Scott Morrison assures us he is “not being distracted” by more senior ministers abandoning ship. In a week that began with Newspoll confirming a long-term trend of the government trailing Labor ended with another two resignations and Julie Bishop stirring up the embers of the Turnbull coup.
The former long-term deputy leader of the Liberals and foreign minister Julie Bishop lashed out at her colleagues for not supporting her bid for the top job. She spoke of the enormous cost to the government of the Peter Dutton inspired challenge to Turnbull.
Bishop told her local paper The Sunday Times that not only did she believe she could have beaten Bill Shorten but Labor itself feared she would defeat him. She blamed her onetime ally Christopher Pyne for organising the numbers against her and directing them to Morrison in a bid to block Peter Dutton. She said it happened at the eleventh hour and robbed her of her chance to save the government.
Bishop sees the whole contest in the context of the conservatives determined to bring down Turnbull no matter what. She said “he had compromised on a number of policies” but he was “concerned that whatever compromises he made he would never satisfy them”.
Her biggest broadside was for party power broker Mathias Cormann. Bishop says she can’t understand his motives in seeking the change to Dutton: “you still wish he would explain his motives in backing Peter Dutton over Malcolm Turnbull and causing enormous instability in the party”.

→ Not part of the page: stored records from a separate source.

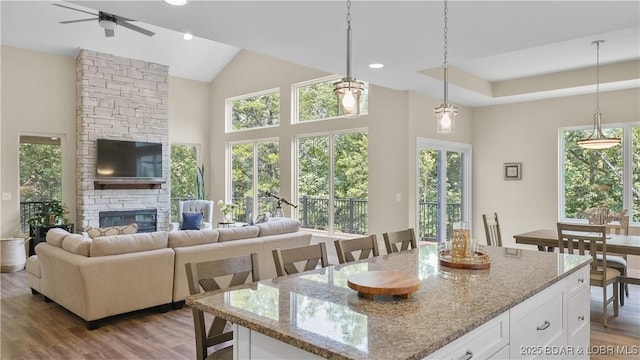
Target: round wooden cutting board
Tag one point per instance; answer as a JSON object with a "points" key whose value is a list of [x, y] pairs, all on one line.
{"points": [[393, 283]]}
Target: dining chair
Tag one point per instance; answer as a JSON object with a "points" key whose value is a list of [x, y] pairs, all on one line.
{"points": [[492, 229], [620, 226], [311, 256], [406, 239], [617, 223], [207, 276], [585, 239], [367, 246]]}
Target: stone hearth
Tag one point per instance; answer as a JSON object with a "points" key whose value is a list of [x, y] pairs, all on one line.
{"points": [[122, 99]]}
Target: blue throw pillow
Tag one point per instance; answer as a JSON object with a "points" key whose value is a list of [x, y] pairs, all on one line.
{"points": [[191, 221]]}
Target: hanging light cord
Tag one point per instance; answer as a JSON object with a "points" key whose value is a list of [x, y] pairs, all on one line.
{"points": [[597, 76], [349, 41], [446, 43]]}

The Turnbull putsch has led to a stampede of leading moderates from the government; Bishop herself has now been followed by Christopher Pyne, Kelly O’Dwyer and with Craig Lundy expected to announce his departure soon.
Bishop’s comments have resonance here in Canberra with Liberal Senator Zed Seselja being one of the Dutton camp’s organisers. Seselja has had plenty of practice; his conservatives have taken control of the ACT Liberals with former senator and moderate Gary Humphries being their biggest scalp so far.
The Greens believe Seselja’s role in the dumping of Turnbull gives them a big chance of taking the second senate spot in Canberra. We’ve heard that before. But if brand Liberal is as tarnished as the persistent polls suggest, it may not be such a vain hope this time.
The bigger problem for the Liberals nationally is the loss of big hitters in the sensible centre – where a majority of voters are. The lurch to the right, blamed by Turnbull for his fate and lamented by Pyne in a recent interview, has opened the way for high profile independents to challenge in Liberal heartland seats. They have made climate change action a key plank in their bids.
It helps explain why Tony Abbott has not criticised Morrison’s adoption of Snowy Hydro 2.0 – a courtesy he and his allies did not extend to Julie Bishop’s best mate Malcolm Turnbull.